Thursday, September 11, 2008

Innovating teaching in context: Asia

ESLとEFLの違いね。中からみたEFLか。ちょっと注目しておこう。


Call for submissions
Innovating teaching in context: Asia

The objective of this volume is to gather the voices of teachers/researchers based in Asia to help define what makes the Asian experience unique, and how that experience can help to inform ELT theory, practice, and methodology.


The EFL context, including Asia, has tended to be defined by outsiders looking in. From Hofstede's (1991) research into cultural differences, and Kachru's (1992) depiction of different circles of language influence, to leading ELT theories and methodologies such as those associated with TBL, ideas about the EFL context are generally disseminated from Inner Circle countries outward.

Yet there are a number of dedicated and professional teachers/researchers based in Asia who are likely better placed to help define the Asian EFL experience: how its needs are different from ESL contexts and therefore uniquely EFL. However, those voices have been intermittent in their representation in the literature, with occasional articles in internationally refereed journals or scattered chapters in books hidden among the many voices from Inner Circle countries.
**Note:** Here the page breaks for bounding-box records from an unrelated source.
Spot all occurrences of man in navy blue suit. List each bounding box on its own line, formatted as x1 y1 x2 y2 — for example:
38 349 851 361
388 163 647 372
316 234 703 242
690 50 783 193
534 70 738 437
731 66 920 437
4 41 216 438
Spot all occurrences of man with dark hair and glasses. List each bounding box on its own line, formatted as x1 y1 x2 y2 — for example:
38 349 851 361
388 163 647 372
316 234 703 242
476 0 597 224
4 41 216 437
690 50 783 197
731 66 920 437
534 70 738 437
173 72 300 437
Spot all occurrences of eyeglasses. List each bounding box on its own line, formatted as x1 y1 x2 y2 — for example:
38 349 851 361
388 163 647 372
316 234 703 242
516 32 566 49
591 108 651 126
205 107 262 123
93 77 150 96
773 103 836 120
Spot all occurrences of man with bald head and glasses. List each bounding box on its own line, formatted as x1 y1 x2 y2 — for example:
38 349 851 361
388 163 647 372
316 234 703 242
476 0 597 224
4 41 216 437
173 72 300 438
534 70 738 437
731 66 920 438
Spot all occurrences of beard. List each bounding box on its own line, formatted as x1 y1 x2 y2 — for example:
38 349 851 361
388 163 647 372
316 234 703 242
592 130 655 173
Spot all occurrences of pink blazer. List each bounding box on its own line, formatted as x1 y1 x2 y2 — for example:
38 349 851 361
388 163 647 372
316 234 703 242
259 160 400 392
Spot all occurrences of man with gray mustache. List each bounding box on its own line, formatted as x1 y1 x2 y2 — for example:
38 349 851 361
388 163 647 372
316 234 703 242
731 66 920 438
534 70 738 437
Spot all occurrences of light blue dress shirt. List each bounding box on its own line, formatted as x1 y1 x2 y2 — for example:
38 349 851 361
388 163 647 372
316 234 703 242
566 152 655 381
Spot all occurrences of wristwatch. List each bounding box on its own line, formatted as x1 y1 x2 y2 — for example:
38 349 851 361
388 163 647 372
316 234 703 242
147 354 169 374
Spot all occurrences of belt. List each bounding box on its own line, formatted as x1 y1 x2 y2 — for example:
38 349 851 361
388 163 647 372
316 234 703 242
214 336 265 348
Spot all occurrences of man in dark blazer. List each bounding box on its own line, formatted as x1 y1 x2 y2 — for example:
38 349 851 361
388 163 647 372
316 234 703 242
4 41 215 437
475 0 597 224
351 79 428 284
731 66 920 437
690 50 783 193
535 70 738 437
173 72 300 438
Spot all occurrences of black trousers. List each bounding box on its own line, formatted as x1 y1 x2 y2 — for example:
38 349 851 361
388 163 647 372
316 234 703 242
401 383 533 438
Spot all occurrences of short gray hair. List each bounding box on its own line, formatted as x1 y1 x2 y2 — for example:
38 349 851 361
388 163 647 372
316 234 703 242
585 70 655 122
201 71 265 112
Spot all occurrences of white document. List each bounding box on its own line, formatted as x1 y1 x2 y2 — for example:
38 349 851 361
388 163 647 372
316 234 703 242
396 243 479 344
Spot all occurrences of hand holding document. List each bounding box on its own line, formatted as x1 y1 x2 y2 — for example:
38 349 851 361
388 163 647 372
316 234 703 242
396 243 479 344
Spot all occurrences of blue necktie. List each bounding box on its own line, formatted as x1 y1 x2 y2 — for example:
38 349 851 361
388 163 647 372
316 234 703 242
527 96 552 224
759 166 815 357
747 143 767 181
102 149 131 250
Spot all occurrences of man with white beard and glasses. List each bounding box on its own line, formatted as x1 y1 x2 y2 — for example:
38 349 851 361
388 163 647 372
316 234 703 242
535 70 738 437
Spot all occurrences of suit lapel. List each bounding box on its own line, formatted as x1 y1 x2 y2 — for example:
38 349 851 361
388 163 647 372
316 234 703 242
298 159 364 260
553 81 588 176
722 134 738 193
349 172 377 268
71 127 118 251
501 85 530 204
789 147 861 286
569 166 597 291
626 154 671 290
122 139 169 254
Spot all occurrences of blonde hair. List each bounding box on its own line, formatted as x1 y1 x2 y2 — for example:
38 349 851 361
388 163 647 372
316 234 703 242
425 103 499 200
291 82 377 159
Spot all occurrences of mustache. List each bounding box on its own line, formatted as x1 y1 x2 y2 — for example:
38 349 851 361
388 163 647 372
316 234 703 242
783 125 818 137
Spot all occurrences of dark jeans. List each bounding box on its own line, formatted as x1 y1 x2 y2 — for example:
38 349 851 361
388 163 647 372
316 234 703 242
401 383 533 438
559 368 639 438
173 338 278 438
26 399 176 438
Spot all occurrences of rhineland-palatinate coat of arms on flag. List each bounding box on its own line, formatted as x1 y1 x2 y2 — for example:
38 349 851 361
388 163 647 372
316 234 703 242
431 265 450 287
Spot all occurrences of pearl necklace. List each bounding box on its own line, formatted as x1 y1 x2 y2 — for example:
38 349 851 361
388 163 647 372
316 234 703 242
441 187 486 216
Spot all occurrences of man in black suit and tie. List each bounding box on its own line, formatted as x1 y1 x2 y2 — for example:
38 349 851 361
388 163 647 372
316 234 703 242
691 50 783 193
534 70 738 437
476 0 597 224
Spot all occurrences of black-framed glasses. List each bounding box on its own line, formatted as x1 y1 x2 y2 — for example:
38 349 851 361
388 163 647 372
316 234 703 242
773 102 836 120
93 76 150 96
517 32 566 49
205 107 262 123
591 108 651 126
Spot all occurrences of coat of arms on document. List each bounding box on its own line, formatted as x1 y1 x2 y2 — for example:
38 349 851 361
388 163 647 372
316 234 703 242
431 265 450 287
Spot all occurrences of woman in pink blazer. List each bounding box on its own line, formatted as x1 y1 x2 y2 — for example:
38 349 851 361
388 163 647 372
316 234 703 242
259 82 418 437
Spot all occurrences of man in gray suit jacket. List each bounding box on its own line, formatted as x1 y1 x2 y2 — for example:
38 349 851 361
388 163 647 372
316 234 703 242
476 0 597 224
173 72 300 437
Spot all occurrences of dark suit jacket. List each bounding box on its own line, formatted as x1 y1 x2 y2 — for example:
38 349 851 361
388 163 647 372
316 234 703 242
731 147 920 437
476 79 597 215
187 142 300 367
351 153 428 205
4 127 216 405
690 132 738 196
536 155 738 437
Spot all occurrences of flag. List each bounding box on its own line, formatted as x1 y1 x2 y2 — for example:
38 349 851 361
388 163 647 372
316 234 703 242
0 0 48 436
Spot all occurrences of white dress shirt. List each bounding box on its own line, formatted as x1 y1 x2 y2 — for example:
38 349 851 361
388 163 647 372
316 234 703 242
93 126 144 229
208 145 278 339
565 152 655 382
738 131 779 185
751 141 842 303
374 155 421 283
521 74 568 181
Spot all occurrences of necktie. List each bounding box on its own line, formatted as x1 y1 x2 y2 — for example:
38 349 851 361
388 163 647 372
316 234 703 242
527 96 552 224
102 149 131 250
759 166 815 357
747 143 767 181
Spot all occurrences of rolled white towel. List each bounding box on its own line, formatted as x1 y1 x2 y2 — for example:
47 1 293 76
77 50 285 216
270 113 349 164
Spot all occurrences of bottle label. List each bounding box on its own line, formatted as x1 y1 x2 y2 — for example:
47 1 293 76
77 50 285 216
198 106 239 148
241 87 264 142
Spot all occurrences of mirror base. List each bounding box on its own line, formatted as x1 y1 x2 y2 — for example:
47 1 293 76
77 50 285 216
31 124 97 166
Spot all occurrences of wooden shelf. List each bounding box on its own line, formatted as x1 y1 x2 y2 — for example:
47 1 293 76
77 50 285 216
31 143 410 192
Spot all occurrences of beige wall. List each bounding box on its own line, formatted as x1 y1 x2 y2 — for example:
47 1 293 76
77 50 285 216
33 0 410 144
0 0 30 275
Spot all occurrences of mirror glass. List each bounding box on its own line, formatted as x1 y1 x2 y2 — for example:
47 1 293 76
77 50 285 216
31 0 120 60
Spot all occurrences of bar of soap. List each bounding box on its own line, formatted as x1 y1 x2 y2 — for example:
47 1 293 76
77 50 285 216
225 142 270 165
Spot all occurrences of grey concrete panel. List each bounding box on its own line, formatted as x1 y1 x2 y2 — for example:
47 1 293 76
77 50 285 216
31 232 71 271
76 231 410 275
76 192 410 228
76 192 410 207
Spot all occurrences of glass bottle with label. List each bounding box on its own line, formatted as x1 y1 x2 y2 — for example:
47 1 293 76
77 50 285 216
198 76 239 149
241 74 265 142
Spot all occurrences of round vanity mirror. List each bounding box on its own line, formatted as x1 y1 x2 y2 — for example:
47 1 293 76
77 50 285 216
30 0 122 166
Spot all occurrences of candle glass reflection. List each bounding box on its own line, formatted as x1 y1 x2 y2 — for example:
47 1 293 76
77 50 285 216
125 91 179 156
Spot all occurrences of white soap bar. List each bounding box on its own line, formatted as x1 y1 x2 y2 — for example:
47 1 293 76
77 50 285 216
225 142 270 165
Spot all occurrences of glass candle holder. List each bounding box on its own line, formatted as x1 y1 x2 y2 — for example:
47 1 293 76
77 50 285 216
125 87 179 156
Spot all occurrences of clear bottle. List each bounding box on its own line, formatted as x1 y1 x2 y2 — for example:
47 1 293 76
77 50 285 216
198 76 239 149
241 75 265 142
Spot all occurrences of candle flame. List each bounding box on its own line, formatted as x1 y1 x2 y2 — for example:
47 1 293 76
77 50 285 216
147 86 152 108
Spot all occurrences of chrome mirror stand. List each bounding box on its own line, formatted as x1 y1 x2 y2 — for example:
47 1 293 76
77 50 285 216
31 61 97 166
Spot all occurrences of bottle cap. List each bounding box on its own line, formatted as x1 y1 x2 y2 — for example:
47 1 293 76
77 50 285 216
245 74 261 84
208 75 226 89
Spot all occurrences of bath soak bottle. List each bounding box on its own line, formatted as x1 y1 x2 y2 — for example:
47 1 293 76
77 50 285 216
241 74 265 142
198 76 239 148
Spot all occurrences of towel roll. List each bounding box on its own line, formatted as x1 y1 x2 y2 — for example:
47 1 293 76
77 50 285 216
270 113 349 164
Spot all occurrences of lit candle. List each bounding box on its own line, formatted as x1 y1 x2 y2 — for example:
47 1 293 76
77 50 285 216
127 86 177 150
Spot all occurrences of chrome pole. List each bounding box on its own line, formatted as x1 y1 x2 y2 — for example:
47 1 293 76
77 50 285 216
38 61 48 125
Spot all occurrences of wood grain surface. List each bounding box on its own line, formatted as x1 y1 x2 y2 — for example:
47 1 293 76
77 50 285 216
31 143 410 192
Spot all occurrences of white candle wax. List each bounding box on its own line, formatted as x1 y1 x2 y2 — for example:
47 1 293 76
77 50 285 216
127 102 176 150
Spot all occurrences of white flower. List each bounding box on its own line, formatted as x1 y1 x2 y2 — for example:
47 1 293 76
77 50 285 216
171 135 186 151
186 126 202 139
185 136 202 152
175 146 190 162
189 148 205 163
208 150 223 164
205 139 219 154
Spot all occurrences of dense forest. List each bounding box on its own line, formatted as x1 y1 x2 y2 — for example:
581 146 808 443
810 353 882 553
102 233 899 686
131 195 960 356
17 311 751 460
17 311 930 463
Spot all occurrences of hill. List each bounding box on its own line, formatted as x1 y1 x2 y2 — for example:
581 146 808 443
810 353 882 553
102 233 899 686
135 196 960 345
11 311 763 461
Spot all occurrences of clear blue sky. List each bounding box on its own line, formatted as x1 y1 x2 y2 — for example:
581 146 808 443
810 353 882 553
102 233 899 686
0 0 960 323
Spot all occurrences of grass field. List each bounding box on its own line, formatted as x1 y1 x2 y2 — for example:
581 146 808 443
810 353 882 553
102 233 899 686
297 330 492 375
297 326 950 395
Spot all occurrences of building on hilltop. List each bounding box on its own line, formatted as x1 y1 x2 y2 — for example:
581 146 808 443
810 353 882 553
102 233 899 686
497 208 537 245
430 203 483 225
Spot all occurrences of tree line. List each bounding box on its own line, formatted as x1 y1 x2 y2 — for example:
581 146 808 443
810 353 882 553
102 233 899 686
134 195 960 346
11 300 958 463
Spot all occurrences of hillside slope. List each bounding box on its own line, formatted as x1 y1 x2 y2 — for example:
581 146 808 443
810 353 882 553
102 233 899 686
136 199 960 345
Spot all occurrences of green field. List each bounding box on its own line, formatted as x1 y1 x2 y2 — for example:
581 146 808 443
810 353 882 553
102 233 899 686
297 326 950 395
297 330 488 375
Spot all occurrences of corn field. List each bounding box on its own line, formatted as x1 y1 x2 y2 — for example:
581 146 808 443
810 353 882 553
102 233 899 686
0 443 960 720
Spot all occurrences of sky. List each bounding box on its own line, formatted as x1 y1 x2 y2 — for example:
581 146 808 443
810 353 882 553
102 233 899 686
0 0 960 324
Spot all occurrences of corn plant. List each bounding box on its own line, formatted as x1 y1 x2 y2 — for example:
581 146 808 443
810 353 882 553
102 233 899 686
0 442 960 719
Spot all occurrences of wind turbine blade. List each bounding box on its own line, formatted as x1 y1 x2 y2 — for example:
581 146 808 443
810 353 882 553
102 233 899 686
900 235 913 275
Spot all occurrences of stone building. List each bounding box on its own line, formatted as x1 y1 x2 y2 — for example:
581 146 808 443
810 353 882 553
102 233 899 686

As co-editors, we are calling for abstracts that deal with research both based in the Asian context, and about the Asian context; research that helps to inform and interpret theory and practice in our context. We are interested in articles which deal with some of the following issues:

1. Establishing the context*: Papers which define or explain the Asian context, or facets of it.


2. Innovating practice*: Papers which describe and explore how Asian-based practitioners drive methodological innovation.

3. Innovating theory*: Papers which describe and explore how Asian-based practitioners interpret and reinterpret ELT theory to fit their regional or local contexts.

4. Other topics related to teaching English in Asia that don't necessarily fit easily into the above three categories.

*Some subtopics that could be appropriate include: motivation, learner autonomy, 4-skills, Extensive Reading, learning strategies, Extensive Writing, learner identity, input/output hypothesis, vocabulary acquisition, consciousness raising, washback, functional grammar, task-based learning and classroom discourse analysis.

This is a proposed volume, and after receiving abstracts we will screen in appropriate proposals, then invite the short-listed contributors to send their full papers. After receiving the full papers, we will send the proposal package to a major publisher for consideration. While we've had some expression of interest from a publisher, the volume must go through the regular vetting cycle, and so there is no guarantee that the volume will be published. That being said, we are quite confident that a volume of this nature would be a significant and needed contribution to the field.

If you are interested in contributing to this proposed volume, please send your abstracts to by February 28th, 2009. Abstract authors will be notified of acceptance or rejection of the proposal by March 31st, 2009, and contributors will be asked to send their complete articles by November 30th, 2009. We intend to submit the proposal to publishers by December 31st, 2009, for hopeful publication in 2010.

Abstracts should be up to 500 words in length, and should include information about the specific, local context being explored, and how observations from that context could potentially inform other teacher/researchers in similar contexts. Again, we hope to define and explain what it means to teach English in Asia, and to disseminate our collective understanding of our contexts to the rest of the ELT community. We hope this volume will help to inform teacher education and practice in Asia for some time to come.

Thanks for your time and consideration. We are looking forward to receiving your abstracts and/or expressions of interest.

Please feel free to forward this call to potentially interested colleagues, or to post it to appropriate mailing lists.